Dyspnea in children can result from a variety of underlying conditions, ranging from respiratory infections and asthma to congenital heart defects and foreign body aspiration. A thorough history and physical examination are essential, focusing on the onset, duration, and associated symptoms. Key diagnostic steps include assessing the child’s respiratory rate, oxygen saturation, and auscultation findings, followed by appropriate imaging or laboratory tests as needed to determine the cause. Early recognition and intervention are critical to manage potential life-threatening conditions effectively.

Ringkasan

  • The presentation focuses on the clinical approach to dyspnea in children, emphasizing the importance of understanding lung function (oxygenation and ventilation) and recognizing signs of increased work of breathing, such as tachypnea, retractions (subcostal, intercostal, suprasternal), and abnormal sounds (stridor, wheezing, grunting). Respiratory distress signifies discomfort during breathing efforts, while respiratory failure indicates system failure with altered sensorium, cyanosis, or ineffective breathing.

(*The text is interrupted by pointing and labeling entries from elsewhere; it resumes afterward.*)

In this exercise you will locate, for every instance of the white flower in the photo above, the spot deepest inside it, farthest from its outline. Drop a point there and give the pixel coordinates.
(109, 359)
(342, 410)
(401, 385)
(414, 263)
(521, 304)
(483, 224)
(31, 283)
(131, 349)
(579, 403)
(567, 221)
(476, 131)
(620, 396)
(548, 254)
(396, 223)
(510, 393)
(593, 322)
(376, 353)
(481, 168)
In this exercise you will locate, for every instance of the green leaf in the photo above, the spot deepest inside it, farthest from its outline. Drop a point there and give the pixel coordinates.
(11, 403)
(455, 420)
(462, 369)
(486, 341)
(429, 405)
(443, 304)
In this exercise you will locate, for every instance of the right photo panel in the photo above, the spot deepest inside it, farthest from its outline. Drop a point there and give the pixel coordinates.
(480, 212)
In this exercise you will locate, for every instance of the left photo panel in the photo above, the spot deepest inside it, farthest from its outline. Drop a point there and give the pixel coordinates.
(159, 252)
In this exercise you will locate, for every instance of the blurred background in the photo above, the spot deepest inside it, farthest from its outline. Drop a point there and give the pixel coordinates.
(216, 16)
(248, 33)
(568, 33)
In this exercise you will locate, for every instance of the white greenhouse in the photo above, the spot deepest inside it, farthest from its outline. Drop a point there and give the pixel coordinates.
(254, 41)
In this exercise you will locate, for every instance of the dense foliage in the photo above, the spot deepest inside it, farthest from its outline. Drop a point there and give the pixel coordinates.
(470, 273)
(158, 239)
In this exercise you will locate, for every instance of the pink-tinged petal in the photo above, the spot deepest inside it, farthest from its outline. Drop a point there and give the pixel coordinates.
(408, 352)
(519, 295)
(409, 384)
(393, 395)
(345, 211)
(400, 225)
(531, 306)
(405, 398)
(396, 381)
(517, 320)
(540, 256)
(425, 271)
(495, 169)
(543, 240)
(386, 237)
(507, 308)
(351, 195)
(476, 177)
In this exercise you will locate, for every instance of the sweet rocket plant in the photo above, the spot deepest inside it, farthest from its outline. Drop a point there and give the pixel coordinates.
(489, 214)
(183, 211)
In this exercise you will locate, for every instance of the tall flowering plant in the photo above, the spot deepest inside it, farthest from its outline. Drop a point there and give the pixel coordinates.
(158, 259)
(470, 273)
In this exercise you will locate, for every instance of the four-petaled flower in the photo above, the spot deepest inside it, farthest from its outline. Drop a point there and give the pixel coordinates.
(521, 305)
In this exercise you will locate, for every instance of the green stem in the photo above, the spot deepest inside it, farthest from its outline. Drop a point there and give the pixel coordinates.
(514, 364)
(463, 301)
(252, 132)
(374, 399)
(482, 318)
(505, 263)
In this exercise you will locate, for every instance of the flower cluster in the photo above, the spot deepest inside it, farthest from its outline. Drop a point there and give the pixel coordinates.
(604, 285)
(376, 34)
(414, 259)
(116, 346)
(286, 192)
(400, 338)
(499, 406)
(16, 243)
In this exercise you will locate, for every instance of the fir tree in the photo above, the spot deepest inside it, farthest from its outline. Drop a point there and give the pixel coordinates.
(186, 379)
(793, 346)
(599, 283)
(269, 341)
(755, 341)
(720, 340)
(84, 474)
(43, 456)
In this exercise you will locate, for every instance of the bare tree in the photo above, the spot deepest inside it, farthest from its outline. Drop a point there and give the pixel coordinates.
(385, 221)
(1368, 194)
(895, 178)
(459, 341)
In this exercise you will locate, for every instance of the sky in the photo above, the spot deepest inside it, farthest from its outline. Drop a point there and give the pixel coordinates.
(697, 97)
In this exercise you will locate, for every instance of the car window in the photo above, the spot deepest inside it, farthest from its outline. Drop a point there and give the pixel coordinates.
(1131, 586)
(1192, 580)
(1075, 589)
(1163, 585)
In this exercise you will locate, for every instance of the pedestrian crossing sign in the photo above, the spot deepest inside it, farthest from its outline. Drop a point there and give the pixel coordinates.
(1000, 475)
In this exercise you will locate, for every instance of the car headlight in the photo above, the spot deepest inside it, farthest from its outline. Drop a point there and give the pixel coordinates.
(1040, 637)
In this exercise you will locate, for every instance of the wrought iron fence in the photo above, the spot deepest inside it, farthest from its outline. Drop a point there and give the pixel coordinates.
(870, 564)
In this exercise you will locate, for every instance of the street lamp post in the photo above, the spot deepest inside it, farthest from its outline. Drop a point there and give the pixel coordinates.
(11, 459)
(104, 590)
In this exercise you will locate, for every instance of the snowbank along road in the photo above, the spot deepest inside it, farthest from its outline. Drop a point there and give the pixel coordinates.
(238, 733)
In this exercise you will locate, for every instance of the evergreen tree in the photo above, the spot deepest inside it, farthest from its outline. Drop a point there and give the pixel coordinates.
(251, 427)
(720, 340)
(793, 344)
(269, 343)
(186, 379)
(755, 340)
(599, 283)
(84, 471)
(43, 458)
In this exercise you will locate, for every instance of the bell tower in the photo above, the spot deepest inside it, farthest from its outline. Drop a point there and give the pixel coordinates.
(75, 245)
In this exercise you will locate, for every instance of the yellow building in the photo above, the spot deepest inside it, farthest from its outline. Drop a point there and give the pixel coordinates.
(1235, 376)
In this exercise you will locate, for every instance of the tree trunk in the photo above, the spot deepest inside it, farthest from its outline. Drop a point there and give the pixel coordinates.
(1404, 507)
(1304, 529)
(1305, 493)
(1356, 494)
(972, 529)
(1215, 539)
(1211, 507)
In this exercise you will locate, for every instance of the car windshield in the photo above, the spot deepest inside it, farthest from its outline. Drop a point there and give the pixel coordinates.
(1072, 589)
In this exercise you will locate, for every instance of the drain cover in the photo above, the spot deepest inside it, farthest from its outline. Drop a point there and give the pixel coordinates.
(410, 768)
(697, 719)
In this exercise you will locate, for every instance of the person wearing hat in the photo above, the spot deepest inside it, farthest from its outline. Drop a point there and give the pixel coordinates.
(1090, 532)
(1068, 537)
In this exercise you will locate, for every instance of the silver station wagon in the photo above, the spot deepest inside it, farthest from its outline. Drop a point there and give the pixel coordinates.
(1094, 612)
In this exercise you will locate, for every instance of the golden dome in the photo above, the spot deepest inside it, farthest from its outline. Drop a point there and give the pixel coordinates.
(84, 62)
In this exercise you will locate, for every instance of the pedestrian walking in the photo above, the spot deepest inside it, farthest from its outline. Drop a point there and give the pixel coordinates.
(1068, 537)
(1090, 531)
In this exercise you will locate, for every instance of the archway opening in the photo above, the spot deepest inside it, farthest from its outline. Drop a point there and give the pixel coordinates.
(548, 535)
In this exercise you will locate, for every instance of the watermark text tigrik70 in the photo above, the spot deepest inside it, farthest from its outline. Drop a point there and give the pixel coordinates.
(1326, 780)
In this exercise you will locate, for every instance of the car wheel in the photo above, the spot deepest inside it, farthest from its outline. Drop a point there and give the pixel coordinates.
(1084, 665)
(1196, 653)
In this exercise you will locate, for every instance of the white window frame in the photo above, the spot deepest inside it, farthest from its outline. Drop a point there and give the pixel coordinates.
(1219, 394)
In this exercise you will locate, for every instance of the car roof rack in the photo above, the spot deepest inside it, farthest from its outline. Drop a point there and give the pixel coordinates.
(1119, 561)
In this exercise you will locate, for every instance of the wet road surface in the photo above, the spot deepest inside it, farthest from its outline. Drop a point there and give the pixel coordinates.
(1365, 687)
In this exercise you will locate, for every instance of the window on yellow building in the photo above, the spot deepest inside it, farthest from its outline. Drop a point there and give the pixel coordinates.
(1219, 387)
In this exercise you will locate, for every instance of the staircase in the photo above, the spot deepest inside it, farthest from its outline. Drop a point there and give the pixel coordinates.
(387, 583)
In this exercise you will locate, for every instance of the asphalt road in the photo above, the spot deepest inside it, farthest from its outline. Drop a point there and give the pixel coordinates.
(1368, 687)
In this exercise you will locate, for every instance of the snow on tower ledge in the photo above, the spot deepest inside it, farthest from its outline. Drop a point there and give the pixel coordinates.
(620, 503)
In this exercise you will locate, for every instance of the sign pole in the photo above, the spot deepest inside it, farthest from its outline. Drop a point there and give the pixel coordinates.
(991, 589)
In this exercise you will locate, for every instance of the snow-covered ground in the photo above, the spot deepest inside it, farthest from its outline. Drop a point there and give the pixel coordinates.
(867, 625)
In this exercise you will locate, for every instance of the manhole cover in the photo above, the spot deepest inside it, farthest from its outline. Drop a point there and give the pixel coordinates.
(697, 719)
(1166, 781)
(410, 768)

  • Proper technique for counting respiration rate is emphasized, counting for a full minute with eyes at chest level, only counting chest movement in one direction. Specific cutoff values for tachypnea are provided for different age groups: over 60 in children under 2 months, over 50 for 2-12 months, over 40 for 1-5 years, and over 30 for any age above that.

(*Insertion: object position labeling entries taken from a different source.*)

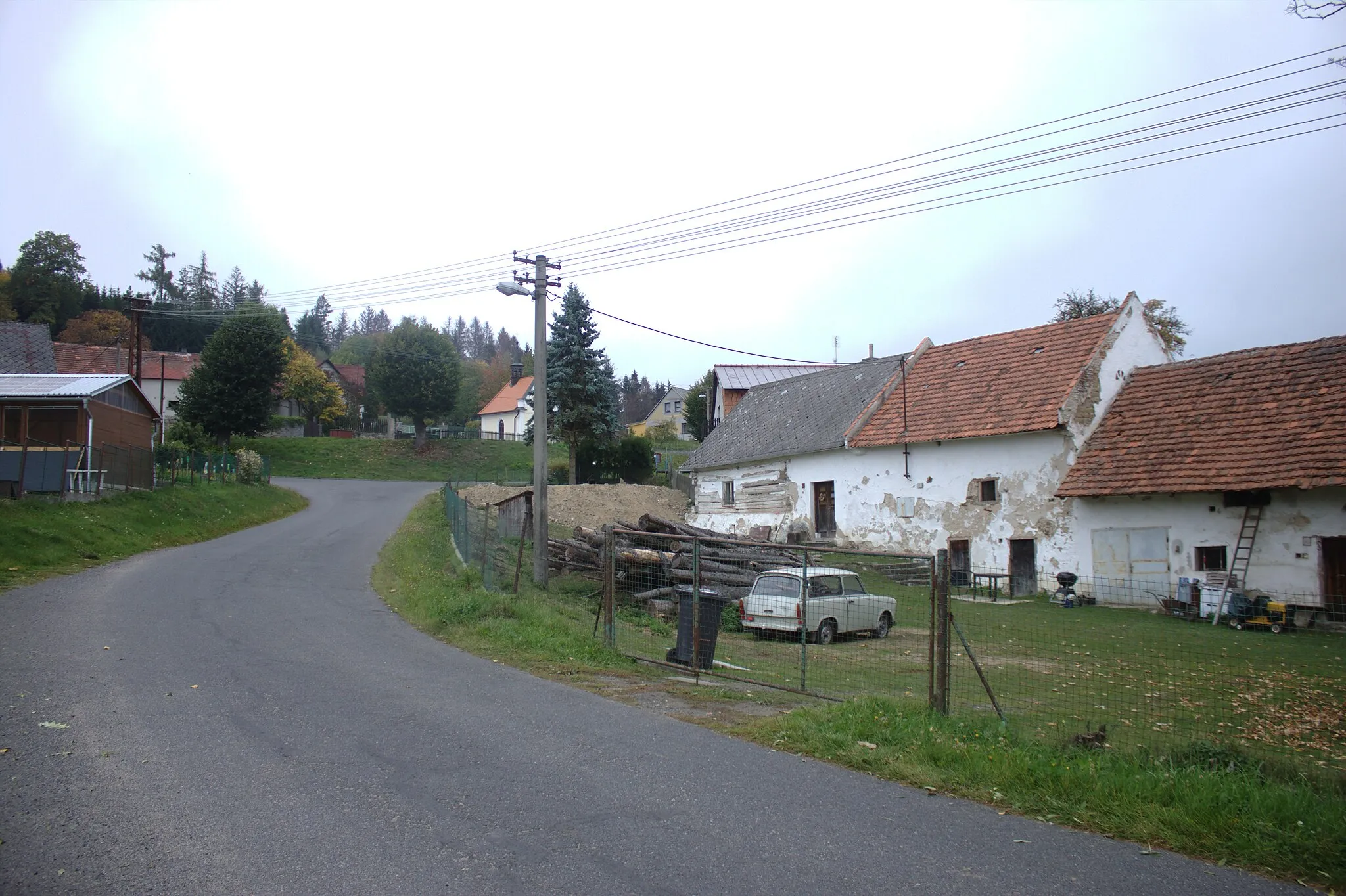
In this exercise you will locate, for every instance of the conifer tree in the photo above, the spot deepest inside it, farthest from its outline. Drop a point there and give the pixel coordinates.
(579, 378)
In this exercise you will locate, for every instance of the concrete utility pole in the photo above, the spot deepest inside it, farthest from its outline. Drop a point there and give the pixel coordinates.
(540, 401)
(540, 409)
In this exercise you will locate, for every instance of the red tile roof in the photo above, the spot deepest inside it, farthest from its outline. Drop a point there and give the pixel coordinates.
(353, 374)
(1259, 418)
(988, 386)
(508, 397)
(110, 359)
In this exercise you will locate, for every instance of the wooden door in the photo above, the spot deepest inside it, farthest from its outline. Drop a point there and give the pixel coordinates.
(1023, 567)
(960, 563)
(1334, 577)
(824, 509)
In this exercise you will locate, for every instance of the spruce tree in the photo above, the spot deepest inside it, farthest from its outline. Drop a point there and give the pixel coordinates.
(231, 392)
(579, 378)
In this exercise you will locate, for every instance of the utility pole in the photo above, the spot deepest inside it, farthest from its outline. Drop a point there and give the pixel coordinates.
(133, 355)
(540, 405)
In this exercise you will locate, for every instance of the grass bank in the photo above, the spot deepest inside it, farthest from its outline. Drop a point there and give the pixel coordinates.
(46, 539)
(1201, 801)
(465, 459)
(549, 633)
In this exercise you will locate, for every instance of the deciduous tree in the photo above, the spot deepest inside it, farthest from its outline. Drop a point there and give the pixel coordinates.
(304, 382)
(415, 374)
(233, 389)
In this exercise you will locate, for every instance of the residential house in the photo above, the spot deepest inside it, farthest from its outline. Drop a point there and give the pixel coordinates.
(1192, 451)
(668, 409)
(960, 445)
(507, 416)
(162, 372)
(730, 382)
(26, 349)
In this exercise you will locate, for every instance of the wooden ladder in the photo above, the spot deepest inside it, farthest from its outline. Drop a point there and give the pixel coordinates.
(1243, 556)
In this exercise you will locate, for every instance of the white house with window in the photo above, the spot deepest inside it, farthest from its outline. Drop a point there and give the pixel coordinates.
(668, 409)
(960, 445)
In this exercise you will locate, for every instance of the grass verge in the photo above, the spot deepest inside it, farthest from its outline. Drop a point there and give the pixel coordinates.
(46, 539)
(463, 459)
(419, 576)
(1202, 801)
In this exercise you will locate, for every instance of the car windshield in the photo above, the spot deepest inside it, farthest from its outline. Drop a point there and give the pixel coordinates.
(777, 587)
(824, 585)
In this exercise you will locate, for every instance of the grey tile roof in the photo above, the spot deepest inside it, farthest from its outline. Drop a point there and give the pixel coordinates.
(749, 376)
(796, 416)
(57, 385)
(26, 349)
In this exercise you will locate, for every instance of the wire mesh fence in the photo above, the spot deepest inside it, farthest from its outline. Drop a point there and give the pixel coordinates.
(494, 539)
(1090, 657)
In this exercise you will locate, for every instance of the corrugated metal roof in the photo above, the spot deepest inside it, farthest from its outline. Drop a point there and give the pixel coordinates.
(749, 376)
(58, 385)
(797, 417)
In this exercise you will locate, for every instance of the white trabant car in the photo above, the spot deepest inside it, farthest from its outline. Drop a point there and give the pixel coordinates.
(837, 604)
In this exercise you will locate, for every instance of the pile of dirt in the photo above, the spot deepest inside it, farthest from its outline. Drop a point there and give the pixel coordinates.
(593, 505)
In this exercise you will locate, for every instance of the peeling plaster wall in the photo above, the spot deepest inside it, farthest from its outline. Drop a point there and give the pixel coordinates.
(871, 491)
(1282, 562)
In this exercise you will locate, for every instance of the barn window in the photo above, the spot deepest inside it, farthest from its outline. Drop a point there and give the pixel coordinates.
(1212, 558)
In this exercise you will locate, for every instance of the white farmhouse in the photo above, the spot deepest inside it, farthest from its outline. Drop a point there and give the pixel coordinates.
(1194, 454)
(959, 445)
(507, 416)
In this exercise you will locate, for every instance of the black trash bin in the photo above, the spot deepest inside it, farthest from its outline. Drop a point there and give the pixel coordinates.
(712, 604)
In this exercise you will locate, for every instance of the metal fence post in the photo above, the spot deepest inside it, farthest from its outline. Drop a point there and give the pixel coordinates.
(941, 633)
(696, 610)
(804, 625)
(609, 587)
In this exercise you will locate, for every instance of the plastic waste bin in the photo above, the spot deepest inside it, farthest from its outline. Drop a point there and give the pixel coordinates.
(712, 604)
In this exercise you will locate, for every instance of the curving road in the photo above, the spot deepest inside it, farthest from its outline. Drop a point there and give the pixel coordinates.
(330, 748)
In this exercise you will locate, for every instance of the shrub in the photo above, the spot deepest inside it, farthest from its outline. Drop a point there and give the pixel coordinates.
(249, 466)
(190, 436)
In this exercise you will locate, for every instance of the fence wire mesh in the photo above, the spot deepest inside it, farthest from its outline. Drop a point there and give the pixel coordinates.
(1268, 679)
(493, 539)
(832, 623)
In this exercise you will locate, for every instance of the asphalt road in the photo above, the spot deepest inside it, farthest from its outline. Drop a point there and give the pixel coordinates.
(245, 716)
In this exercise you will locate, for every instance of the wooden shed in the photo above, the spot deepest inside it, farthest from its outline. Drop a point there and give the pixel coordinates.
(78, 409)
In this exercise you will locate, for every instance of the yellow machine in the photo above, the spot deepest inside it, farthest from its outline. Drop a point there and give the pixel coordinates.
(1259, 612)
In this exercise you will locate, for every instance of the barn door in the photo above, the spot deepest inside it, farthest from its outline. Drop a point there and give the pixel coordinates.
(1334, 577)
(1023, 567)
(824, 509)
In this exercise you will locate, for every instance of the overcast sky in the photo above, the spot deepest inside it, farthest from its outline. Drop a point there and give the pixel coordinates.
(315, 145)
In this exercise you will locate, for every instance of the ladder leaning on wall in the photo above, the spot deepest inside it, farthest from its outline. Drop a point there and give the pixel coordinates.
(1243, 556)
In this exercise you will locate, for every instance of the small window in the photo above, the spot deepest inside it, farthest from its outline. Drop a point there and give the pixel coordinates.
(1212, 558)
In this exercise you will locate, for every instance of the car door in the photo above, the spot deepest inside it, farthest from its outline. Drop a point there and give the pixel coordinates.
(825, 602)
(859, 606)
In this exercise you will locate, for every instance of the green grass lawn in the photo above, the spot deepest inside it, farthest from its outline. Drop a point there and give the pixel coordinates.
(1209, 801)
(46, 539)
(462, 459)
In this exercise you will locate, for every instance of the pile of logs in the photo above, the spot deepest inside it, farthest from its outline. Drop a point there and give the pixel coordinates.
(655, 556)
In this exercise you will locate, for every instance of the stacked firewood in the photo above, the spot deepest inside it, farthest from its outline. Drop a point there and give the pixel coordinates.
(655, 556)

  • Different types of chest retractions indicate different issues, such as subcostal for diaphragm issues, intercostal for decreased parenchymal compliance, and suprasternal for upper airway involvement. Various sounds are described in terms of their anatomical origin: stridor (extra-thoracic airway obstruction), wheezing (intra-thoracic airway obstruction), and grunting (lung parenchyma problem). Abnormal breathing patterns are also discussed, including prolonged expiration, slow breathing (acidotic), rapid shallow breathing (pleurisy), and apneustic breathing (CNS problems).

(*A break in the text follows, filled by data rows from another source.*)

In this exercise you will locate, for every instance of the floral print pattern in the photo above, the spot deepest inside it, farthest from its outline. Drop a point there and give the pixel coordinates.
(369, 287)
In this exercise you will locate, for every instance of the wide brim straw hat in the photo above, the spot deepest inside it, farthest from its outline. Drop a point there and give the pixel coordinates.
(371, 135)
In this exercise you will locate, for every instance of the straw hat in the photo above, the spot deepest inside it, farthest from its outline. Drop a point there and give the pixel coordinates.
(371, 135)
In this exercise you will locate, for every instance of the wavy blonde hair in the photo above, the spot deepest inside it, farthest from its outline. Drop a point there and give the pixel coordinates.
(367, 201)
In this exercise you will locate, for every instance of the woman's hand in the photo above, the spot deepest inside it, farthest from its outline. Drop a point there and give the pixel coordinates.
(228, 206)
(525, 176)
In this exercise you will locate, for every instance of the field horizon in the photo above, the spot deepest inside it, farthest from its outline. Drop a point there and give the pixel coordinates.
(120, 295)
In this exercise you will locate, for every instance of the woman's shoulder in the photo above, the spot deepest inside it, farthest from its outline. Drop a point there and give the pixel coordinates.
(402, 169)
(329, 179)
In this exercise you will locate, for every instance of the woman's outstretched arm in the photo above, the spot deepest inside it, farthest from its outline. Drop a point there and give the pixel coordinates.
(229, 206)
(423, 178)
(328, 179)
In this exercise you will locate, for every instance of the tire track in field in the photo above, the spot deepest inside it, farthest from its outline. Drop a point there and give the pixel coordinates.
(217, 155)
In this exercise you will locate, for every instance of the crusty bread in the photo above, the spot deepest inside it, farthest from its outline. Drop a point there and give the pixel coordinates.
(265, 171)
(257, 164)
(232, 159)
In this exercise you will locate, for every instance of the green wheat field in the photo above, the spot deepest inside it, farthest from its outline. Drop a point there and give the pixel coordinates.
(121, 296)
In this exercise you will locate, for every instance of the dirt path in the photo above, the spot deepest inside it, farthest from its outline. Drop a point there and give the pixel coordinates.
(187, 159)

  • The presentation shares clinical case studies illustrating different diagnoses: hyaline membrane disease, transient tachypnea of newborn, congenital diaphragmatic hernia, spontaneous pneumothorax, and bilateral choanal atresia. Key differentiators include history, presence/absence of retractions and grunting, and findings on chest X-ray. Alertness of the baby, pre-term status and diabetic mothers are useful diagnostic points.
  • Further case studies covered acute laryngotracheobronchitis, diphtheria (emphasizing the importance of prompt anti-toxin administration even before lab confirmation), bronchiolitis, bronchial asthma, foreign body aspiration, and vascular ring. Differential diagnosis involves location of the sounds, family history of allergies, sudden onset and the use of chest X-ray for vascular ring and hyperinflated lungs to confirm the suspicion.
  • Final cases explored ALN with left ventricular failure (emphasizing the importance of prompt diagnosis and treatment with diuretics) and organic acidemia (presenting with lethargy and metabolic acidosis). The lecture concludes with a three-step approach in approaching dyspnea cases in children.